Additionally it is advised to only have 1 consumer per channel.
These are only guidelines so you will have to do some testing to see what works best for you.
This thread has some insights here and here.
Despite all these guidelines this post suggests that it will most likely not affect performance by having multiple connections. Though it is not specific whether it is talking about client side or server(rabbitmq) side. With the one point that it will of course use more systems resources with more connections. If this is not a problem and you wish to have more throughput it may indeed be better to have multiple connections as this post suggests multiple connections will allow you more throughput. The reason seems to be that even if there are multiple channels only one message goes through the connection at one time. Therefore a large message will block the whole connection or many unimportant messages on one channel may block an important message on the same connection but a different channel. Again resources are an issue. If you are using up all the bandwidth with one connection then adding an additional connection will have no increase performance over having two channels on the one connection. Also each connection will use more memory, cpu and filehandles, but that may well not be a concern though might be an issue when scaling.
In addition to the accepted answer:
If you have a cluster of RabbitMQ nodes with either a load-balancer in front, or a short-lived DNS (making it possible to connect to a different rabbit node each time), then a single, long-lived connection would mean that one application node works exclusively with a single RabbitMQ node. This may lead to one RabbitMQ node being more heavily utilized than the others.
The other concern mentioned above is that the publishing and consuming are blocking operations, which leads to queueing messages. Having more connections will ensure that 1. processing time for each messages doesn't block other messages 2. big messages aren't blocking other messages.
That's why it's worth considering having a small connection pool (having in mind the resource concerns raised above)
The "one channel per thread" might be a safe assumption (I say might as I have not made any research by myself and I have no reason to doubt the documentation :) ) but beware that there is a case where this breaks:
If you you use RPC with RabbitMQ Direct reply-to then you cannot reuse the same channel to consume for another RPC request.
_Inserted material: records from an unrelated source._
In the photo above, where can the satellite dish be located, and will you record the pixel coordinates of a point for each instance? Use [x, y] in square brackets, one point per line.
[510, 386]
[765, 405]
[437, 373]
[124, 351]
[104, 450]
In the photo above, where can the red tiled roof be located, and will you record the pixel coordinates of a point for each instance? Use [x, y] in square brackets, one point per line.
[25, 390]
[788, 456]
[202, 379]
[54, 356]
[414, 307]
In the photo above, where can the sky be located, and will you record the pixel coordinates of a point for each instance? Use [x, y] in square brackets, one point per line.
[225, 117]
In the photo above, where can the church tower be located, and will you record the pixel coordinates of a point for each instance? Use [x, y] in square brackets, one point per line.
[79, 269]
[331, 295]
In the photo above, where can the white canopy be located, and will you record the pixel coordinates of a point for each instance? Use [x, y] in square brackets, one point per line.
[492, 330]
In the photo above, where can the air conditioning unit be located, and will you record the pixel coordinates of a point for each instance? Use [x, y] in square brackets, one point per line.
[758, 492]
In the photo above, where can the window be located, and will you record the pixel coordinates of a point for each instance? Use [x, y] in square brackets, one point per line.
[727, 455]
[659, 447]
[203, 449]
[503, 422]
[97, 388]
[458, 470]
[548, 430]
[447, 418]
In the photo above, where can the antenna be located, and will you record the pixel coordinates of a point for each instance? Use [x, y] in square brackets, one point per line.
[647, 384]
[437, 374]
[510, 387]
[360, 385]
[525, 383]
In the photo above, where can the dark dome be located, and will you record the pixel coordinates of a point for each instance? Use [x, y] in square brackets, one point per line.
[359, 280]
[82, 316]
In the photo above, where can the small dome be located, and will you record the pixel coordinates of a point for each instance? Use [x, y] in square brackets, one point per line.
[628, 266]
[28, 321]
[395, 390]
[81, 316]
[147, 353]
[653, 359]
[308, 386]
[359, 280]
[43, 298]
I asked for details about that in the google user group and the answer I got from Michael Klishin (who seems to be actively involved in RabbitMQ development) was that
Direct Reply to is not meant to be used with channel sharing either way.
I've email Pivotal to update their documentation to explain how amq.rabbitmq.reply-to is working under the hood and I'm still waiting for an answer (or an update).
So if you want to stick to "one channel per thread" beware as this will not work good with Direct reply-to.